They all laughed, the kind that echoed off the tile and carried through the bones of the building. This rhythm felt good. After a full shift of adrenaline, or a fake-out like today, this was the part that let us breathe.

Still, as I poured myself a mug of joe and leaned against the counter, my brain drifted somewhere else. To someone else.

Lucy Sullivan.

I didn’t know much about her—not really—but the auction wasn’t letting go of me as easily as it should’ve.

Twitch didn’t even wait for mugs to be poured before jumping in to the hot topic of the moment. “Fifteen hundred dollars.” He dumped three packets of sugar into his cup like it owed him interest. “That’s gotta be a department record.”

It was, but that wasn’t the reason everybody was talking about Rhett MacAvoy this morning. No, it was all about who had bid fifteen hundred dollars on him.

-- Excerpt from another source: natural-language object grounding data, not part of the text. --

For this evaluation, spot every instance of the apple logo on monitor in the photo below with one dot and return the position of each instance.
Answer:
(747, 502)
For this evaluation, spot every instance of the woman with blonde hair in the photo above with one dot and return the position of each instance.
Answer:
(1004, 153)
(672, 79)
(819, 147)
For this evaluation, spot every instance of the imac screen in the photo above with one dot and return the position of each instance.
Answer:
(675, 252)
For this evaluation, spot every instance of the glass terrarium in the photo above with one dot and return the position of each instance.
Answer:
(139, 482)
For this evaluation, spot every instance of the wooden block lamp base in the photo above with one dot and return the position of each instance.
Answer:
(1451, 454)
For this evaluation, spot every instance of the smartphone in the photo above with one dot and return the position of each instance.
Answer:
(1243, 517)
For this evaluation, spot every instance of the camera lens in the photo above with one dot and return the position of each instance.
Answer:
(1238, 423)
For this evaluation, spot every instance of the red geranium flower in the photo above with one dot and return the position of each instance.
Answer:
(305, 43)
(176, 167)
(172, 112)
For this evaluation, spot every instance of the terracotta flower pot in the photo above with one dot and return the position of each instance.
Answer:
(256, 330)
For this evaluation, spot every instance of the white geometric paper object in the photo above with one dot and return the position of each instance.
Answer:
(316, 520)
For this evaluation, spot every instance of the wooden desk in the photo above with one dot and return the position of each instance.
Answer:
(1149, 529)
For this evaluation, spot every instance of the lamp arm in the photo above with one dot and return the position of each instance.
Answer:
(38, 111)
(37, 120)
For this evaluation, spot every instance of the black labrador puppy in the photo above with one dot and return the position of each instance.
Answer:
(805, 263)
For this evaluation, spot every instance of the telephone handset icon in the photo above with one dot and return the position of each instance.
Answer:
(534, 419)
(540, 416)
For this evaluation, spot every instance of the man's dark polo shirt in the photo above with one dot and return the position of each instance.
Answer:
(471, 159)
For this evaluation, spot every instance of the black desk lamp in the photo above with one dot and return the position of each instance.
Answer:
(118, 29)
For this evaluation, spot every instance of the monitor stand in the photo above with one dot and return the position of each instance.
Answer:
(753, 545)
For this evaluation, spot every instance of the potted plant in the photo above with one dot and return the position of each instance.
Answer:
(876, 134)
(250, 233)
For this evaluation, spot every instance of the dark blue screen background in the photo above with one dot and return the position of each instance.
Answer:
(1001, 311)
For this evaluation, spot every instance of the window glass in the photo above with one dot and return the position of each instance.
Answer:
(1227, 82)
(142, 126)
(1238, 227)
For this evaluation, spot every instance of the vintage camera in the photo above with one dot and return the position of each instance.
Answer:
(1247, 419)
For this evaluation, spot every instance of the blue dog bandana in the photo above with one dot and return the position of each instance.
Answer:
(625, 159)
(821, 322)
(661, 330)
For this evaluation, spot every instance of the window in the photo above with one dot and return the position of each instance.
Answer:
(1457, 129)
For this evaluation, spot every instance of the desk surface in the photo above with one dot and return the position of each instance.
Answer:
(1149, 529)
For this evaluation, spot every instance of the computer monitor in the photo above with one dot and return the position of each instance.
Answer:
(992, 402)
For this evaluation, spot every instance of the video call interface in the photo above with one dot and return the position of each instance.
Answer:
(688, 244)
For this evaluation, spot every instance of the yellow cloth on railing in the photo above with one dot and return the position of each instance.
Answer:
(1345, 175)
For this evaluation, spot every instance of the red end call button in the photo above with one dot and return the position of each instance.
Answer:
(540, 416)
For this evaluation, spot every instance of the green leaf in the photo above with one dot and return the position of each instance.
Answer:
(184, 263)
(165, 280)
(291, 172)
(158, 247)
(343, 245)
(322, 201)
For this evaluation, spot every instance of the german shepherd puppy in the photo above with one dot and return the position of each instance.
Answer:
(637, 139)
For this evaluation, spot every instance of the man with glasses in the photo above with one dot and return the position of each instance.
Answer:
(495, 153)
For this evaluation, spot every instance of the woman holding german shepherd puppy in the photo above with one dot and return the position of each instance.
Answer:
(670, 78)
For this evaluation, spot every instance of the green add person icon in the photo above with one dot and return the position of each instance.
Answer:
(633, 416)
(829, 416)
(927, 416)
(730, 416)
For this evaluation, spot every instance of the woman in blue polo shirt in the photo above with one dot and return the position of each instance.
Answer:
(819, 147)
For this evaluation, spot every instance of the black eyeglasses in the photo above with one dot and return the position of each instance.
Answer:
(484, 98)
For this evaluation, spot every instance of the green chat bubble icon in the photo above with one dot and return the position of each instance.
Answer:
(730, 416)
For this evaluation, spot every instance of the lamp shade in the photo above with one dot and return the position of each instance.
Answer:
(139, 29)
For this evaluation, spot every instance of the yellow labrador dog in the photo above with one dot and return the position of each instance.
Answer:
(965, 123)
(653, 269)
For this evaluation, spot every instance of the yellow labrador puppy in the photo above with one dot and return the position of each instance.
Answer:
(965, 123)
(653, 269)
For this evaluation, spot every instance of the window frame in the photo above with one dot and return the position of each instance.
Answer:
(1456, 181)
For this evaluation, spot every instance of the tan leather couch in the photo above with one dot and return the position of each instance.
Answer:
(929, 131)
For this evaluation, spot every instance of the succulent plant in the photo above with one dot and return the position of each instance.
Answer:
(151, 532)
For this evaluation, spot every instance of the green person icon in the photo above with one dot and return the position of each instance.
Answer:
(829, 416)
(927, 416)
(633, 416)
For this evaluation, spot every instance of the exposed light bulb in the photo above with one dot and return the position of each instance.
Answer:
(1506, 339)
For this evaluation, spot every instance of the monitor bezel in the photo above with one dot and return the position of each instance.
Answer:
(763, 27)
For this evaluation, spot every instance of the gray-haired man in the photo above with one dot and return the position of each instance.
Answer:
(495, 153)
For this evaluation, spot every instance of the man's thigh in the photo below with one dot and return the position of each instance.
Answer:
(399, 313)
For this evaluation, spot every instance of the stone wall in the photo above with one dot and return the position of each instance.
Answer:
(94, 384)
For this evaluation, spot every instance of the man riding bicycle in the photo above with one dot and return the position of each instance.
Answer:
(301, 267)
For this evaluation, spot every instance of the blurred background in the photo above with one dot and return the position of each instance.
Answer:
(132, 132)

“For one date?” Donkey dropped onto the worn recliner with a groan. “Hell, for that much money, Pepper could’ve bought him a used truck and still had enough left over for dinner.”

I eyed him. “Where are you buying used vehicles?”

“Do you think Tater knew she was gonna bid?” Peach glanced toward the duty board as if it might have answers. “He looked like someone hit him with a two-by-four.”

“I mean, wouldn’t you if your ex bid that kind of money on you?” Meatball asked .

Moose leaned his big frame against the doorway. “Think they’re getting back together?”

“I hope not,” Twitch muttered, then caught himself. “I mean—I hope yes. I’m just saying that’s a lot of money to drop on an ex.”

“She didn’t look thrilled about it,” Meatball said. “More like someone dared her.”

Peach smirked. “Or blackmailed her with pie.”

“She was wearing that green dress,” Donkey added. “You remember the green dress.”

“Oh, I remember the green dress,” I said before I could stop myself.

Five heads turned in my direction.

I coughed into my coffee and stared down into the mug like it might save me from having eyes in my head to notice that Tater’s ex-wife was still a curvy bombshell. “She looked nice. That’s all.”

Peach arched a brow, unconvinced, but mercifully didn’t press.

The conversation spiraled back into what-ifs and bets on whether Rhett would chicken out or show up with flowers.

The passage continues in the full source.